Engineering Practice
Trunk-based: multiple-choice review
Six questions that cut across the whole unit. Each one mirrors a call you make in a real workflow argument — not a definition to recite, but a tradeoff to defend when someone says “trunk-based doesn’t scale.”
Confirm you can connect the unit’s spine: drift sets merge cost, short-lived branches cap it, flags decouple deploy from release, the green CI gate makes the shared trunk safe, merge queues hold it at scale, and cleanup is what makes the whole trade net-positive.
One engineer merges a 2,000-line feature the same hour they forked; another merges a 50-line fix from a three-week branch. Which merge is more expensive, and why?
A team reads 'trunk-based development,' turns off branch protection, and commits straight to main. A week later trunk is red twice a day and a credential leaked. What did they actually get wrong?
An engineer insists they can't integrate daily because their checkout rewrite isn't finished and 'you can't put half a flow on trunk.' What dissolves the objection?
You must replace the ORM across a continuously deployed service; the migration will take six weeks. What's the trunk-based way to do it?
At 50 PRs/day on one trunk, every PR is green before merge yet trunk still breaks a few times a week. What's the right fix?
Two years in, a trunk-based team has 400 flags, a 'new checkout' flag at 100% for a year with the old path still behind the else, and an incident from two flags whose combination was never tried. What's the root failure?

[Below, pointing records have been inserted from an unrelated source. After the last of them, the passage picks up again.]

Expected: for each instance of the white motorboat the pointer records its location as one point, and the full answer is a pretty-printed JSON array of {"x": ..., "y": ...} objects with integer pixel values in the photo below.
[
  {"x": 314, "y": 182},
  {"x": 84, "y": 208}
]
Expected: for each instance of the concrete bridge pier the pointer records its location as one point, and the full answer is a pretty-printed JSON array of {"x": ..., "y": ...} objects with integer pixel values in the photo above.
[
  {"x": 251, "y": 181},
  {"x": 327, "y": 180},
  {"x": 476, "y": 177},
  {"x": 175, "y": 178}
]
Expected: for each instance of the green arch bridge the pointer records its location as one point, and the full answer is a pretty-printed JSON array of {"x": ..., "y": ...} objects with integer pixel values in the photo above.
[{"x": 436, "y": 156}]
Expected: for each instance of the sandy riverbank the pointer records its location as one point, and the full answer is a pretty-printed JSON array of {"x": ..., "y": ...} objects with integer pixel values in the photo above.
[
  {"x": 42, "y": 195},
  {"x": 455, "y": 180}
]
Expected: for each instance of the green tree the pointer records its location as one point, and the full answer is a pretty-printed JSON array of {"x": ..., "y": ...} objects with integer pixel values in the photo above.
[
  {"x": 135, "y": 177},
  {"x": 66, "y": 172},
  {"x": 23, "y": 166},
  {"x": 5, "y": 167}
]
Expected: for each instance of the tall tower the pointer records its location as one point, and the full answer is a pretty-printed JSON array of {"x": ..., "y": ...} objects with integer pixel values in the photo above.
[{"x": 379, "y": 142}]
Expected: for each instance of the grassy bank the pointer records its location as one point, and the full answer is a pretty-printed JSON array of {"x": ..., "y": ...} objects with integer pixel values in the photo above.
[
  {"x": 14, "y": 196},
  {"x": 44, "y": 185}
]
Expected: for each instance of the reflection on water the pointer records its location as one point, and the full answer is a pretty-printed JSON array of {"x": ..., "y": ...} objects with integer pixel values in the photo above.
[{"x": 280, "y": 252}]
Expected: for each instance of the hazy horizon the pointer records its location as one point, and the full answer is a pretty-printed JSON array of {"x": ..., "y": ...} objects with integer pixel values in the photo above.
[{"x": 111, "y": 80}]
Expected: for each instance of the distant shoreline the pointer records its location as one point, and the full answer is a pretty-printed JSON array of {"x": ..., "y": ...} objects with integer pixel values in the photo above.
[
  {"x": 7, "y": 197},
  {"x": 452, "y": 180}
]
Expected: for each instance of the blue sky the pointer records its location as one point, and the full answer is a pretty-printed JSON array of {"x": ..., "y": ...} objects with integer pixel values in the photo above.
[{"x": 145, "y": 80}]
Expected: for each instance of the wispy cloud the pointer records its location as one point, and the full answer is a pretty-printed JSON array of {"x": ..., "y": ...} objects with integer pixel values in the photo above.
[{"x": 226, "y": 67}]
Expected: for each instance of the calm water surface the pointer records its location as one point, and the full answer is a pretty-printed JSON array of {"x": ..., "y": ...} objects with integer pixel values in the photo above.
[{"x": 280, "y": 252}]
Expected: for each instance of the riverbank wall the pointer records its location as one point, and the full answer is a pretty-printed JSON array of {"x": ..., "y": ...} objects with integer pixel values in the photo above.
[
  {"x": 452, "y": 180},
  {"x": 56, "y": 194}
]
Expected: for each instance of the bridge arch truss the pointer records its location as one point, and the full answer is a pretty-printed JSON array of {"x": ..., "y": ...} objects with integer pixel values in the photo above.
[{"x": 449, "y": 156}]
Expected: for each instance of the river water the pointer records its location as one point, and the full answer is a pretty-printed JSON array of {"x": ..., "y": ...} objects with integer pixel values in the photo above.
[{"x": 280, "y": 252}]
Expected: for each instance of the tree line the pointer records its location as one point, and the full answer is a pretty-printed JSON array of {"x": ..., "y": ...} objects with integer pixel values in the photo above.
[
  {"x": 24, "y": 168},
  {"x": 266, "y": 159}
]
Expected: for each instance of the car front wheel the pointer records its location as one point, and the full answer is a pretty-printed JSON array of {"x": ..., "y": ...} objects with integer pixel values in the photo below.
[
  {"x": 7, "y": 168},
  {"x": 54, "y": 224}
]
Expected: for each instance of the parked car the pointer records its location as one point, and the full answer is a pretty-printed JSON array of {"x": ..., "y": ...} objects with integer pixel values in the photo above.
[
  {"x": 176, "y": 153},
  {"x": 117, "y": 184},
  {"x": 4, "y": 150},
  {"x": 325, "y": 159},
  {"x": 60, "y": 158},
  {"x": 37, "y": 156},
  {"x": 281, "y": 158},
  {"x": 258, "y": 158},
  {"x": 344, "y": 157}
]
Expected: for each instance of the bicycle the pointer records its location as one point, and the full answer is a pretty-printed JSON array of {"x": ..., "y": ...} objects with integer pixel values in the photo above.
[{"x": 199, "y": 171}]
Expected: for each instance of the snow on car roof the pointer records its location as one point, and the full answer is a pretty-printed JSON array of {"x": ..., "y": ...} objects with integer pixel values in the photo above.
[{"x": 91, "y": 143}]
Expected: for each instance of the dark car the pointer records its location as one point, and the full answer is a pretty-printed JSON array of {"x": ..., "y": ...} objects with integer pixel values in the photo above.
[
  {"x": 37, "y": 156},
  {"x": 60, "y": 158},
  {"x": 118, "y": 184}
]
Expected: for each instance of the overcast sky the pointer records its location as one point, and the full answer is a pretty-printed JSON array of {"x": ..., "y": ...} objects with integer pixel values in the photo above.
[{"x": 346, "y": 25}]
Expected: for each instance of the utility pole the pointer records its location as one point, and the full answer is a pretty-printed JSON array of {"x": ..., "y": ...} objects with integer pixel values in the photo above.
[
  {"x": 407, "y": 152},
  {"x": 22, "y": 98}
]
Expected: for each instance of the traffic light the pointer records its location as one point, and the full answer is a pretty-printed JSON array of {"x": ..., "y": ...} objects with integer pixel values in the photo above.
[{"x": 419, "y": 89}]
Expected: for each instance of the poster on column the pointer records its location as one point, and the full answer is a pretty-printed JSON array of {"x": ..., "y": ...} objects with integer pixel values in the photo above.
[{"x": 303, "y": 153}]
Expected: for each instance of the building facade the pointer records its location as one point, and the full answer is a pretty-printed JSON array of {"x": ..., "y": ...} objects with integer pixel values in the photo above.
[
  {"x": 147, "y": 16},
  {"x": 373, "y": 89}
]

The through-line of the unit is one disciplined system, not a branching trick. Drift sets merge cost, so short-lived branches (three or fewer, gone within a day) cap it; feature flags decouple deploy from release so unfinished work rides on trunk dark and big refactors use branch by abstraction; the fast blocking green gate makes the shared trunk safe and merge queues hold it green at scale; and cleanup — delete the branch on merge, the flag on full rollout — is what stops branch debt from reappearing as 2^N flag debt. Adopt the branch model alone and you get the failure modes; adopt the whole system and the DORA numbers follow.